Key levels & scenarios to watch
Use the Palantir CEO Alex Karp stock sale price band as a technical frame of reference. Traders often anchor to disclosed sale ranges when gauging supply and demand.
| Scenario | What to watch | Trading thoughts (educational) |
|---|---|---|
| Sell-the-news drift | Rejections near 157–158 (Monday high & top of sale band); weak tape in AI peers | Consider fade setups against defined resistance; look for lower highs below VWAP with rising sell volume |
| Range break lower | Loss of 150/147.5 round-number supports on volume | Momentum continuation entries only on clean breakdowns; avoid chasing if liquidity thins |
| Capitulation & reclaim | Flush toward 145–142.5 (lower sale band) followed by VWAP reclaim | Watch for reversal patterns (failed breakdowns, higher low + VWAP hold) for bounce trades |
| Catalyst reversal | Positive AI macro (e.g., upbeat NVDA guide) + PLTR push through 158+ | Shift bias to buy-the-dip; use opening-range breakout rules with tight risk parameters |
A day-trading playbook for PLTR
- Opening plan: Map the prior day high/low, Monday close at 157.17, and the Palantir CEO Alex Karp stock sale band (142.46–157.56). Build ORB (1- to 5-minute) rules around those anchors.
- VWAP discipline: In headline tapes, treat VWAP as your bias toggle. Below and refusing—favor fades; reclaim and hold—favor dips to VWAP with higher lows.
- Volume tells: Require confirmation—expanding volume on breaks, drying up on pullbacks. Insider headlines without volume expansion often mean mean-reversion.

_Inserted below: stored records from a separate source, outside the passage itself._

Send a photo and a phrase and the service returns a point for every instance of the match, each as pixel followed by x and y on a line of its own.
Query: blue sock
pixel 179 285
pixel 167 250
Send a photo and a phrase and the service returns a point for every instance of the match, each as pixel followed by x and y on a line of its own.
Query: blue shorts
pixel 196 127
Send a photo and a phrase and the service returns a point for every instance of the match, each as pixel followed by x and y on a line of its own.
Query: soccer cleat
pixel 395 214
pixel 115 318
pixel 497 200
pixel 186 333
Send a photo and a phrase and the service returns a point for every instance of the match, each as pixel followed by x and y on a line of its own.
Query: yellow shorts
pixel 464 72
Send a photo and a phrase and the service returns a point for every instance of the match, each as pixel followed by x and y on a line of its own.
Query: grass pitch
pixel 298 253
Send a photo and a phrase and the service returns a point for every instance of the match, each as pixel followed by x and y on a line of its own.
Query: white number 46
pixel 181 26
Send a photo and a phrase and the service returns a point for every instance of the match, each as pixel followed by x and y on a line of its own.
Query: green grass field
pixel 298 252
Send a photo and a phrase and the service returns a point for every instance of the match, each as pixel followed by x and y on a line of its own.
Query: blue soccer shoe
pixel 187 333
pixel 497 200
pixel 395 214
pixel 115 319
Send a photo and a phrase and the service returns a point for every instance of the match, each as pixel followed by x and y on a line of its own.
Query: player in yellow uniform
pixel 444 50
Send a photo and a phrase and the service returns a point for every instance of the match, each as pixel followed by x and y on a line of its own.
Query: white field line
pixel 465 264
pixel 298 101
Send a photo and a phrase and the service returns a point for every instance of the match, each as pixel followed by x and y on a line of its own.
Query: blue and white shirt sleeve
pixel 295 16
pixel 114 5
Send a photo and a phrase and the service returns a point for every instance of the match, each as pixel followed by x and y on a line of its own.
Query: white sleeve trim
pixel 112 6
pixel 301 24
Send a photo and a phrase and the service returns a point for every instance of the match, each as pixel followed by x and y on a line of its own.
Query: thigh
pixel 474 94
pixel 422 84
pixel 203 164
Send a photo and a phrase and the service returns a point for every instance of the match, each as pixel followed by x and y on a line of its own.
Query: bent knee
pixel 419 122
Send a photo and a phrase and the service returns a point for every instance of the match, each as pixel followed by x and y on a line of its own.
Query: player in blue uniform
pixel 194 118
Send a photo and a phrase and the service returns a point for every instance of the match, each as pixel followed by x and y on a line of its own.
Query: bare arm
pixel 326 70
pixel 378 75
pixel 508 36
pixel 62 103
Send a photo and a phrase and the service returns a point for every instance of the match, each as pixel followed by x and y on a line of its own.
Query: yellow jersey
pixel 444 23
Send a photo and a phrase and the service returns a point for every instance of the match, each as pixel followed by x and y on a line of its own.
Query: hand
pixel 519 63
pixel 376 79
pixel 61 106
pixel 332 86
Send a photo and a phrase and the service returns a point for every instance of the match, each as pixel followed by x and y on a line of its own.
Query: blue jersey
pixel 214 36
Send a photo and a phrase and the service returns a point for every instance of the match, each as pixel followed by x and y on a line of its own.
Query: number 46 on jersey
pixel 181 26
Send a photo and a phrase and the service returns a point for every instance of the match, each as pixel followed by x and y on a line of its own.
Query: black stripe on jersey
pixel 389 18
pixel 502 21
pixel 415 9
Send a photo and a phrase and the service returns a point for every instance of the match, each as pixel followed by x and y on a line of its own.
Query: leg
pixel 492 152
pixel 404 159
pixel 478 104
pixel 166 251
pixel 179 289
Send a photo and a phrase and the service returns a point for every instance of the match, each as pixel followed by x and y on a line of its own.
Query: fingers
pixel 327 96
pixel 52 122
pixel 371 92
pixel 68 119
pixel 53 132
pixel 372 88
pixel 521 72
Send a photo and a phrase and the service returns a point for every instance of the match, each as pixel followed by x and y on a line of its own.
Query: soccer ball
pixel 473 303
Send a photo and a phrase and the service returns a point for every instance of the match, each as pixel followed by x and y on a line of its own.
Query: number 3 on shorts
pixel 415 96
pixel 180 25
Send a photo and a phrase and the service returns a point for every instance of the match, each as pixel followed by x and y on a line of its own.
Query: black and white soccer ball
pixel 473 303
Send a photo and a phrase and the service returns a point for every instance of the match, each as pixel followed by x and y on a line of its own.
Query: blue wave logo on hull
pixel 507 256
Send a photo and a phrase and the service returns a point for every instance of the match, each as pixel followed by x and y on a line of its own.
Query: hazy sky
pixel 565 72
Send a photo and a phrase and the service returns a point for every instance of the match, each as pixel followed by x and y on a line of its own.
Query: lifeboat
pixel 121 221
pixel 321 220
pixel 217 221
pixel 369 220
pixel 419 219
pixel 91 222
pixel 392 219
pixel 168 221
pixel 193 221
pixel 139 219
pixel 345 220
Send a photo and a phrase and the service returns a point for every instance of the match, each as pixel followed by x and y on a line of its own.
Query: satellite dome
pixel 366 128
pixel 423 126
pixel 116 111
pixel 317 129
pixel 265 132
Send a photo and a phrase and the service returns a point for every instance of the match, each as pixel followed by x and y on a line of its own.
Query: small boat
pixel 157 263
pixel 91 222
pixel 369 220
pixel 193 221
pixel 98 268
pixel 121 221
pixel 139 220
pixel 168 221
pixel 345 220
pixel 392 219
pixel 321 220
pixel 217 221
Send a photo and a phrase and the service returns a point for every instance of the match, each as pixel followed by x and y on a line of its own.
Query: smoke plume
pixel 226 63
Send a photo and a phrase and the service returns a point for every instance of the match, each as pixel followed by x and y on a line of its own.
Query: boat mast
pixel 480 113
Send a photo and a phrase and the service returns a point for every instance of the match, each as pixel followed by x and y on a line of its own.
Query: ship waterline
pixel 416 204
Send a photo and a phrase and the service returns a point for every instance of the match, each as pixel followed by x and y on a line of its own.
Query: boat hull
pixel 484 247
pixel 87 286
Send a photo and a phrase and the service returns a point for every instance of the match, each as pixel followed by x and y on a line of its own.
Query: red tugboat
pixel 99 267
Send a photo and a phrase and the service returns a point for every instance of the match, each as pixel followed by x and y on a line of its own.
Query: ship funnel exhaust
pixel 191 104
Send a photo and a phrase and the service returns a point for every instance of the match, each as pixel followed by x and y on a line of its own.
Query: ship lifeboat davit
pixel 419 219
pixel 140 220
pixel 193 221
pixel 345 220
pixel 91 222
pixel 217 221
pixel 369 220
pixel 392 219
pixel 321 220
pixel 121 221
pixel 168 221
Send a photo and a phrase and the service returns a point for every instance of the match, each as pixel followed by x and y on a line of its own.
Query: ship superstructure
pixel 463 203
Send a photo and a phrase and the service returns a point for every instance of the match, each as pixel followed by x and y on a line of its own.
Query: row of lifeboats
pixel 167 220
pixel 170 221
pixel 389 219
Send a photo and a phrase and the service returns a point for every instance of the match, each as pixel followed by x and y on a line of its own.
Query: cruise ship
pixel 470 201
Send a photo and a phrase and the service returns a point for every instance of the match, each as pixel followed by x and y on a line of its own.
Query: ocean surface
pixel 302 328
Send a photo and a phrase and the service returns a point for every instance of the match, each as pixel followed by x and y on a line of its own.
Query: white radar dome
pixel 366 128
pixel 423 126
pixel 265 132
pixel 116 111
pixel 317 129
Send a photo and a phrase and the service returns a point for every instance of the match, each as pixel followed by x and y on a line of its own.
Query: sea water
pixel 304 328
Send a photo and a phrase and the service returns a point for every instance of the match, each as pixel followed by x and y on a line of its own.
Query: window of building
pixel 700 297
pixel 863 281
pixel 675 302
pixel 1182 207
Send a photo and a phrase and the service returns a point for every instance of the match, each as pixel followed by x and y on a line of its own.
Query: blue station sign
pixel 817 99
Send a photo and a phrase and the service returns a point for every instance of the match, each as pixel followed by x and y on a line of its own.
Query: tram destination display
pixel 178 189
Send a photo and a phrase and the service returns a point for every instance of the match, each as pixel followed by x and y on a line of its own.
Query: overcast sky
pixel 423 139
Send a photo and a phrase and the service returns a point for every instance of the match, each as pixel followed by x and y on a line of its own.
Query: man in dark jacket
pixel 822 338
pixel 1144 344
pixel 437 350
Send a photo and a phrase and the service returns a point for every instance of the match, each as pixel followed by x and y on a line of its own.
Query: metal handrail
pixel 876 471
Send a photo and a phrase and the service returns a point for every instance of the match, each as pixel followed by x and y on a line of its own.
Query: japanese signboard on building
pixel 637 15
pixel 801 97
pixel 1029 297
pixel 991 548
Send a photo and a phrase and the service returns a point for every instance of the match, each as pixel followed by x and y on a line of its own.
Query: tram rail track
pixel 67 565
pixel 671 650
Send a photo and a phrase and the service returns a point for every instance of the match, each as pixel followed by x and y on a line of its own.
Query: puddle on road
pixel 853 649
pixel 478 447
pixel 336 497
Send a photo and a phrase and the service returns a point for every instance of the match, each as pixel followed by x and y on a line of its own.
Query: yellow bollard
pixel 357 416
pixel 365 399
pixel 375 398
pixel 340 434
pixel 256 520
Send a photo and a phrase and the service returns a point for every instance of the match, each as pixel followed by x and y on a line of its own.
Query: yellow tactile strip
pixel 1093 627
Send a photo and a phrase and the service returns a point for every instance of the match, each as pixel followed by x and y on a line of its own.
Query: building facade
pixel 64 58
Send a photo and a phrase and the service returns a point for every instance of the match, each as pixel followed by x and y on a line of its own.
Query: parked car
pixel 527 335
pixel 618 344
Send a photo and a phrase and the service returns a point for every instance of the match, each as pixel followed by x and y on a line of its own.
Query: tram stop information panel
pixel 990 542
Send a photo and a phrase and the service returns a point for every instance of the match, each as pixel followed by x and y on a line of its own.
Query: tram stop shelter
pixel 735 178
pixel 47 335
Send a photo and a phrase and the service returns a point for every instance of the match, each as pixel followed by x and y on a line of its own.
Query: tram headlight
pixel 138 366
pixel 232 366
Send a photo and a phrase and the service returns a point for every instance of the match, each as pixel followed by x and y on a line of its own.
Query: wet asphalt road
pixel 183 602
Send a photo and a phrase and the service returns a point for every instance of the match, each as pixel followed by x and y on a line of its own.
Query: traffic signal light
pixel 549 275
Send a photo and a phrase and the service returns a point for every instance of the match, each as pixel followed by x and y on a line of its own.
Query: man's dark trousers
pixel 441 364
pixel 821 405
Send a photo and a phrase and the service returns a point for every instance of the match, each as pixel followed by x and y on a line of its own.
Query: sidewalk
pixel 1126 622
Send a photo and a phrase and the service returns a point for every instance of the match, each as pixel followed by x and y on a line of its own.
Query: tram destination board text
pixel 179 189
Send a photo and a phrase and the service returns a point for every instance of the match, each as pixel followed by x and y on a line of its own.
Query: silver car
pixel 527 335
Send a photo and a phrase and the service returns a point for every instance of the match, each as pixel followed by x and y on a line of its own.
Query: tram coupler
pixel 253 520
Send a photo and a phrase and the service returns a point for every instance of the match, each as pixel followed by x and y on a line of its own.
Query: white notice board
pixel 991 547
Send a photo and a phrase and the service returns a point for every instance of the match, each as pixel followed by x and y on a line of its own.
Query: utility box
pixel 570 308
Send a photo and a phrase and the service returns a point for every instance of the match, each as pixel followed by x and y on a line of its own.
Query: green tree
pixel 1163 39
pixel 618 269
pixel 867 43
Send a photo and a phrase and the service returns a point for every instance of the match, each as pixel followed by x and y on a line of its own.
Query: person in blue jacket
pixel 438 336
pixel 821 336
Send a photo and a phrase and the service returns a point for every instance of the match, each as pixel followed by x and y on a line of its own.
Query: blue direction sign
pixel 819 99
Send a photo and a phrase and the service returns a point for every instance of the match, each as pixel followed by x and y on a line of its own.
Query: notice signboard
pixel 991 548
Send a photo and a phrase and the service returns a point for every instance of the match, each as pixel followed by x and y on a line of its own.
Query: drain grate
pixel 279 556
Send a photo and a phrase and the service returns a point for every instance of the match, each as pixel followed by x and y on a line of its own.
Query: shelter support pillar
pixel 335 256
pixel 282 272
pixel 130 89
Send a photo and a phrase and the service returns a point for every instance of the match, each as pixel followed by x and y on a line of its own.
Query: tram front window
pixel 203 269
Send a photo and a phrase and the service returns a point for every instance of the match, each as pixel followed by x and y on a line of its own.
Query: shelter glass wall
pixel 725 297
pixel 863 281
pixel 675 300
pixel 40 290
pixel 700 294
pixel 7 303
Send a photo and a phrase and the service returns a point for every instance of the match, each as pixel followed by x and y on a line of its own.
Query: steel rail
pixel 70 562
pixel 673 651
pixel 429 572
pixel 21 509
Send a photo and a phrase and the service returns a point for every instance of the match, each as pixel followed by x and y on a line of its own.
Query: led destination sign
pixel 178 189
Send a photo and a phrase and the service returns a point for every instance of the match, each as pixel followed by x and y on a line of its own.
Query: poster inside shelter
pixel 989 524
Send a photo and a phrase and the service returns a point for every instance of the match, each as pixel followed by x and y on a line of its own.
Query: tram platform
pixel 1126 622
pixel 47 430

- Relative strength/weakness: Pair PLTR against an AI basket. If PLTR underperforms on green NVDA, the insider overhang may still be in control; if it outperforms on red NVDA, buyers are absorbing supply.
- Risk first: Pre-define max loss per idea; avoid holding through binary events you don’t intend to trade; scale only on confirmation.
What could change the narrative
Beyond the Palantir CEO Alex Karp stock sale, watch for follow-on SEC filings, buyback updates, large customer wins, or guidance commentary from AI leaders. Any of these can crowd out insider-sale sentiment and re-ignite momentum—or compound weakness if they disappoint.
Bottom line
The Palantir CEO Alex Karp stock sale introduces a short-term sentiment headwind after a powerful YTD run. In the very near term, price is likely to key off the disclosed sale band and broader AI headlines. For day traders, that’s fertile ground: clear levels, a live narrative, and imminent catalysts—just make sure your risk management is as disciplined as your entries.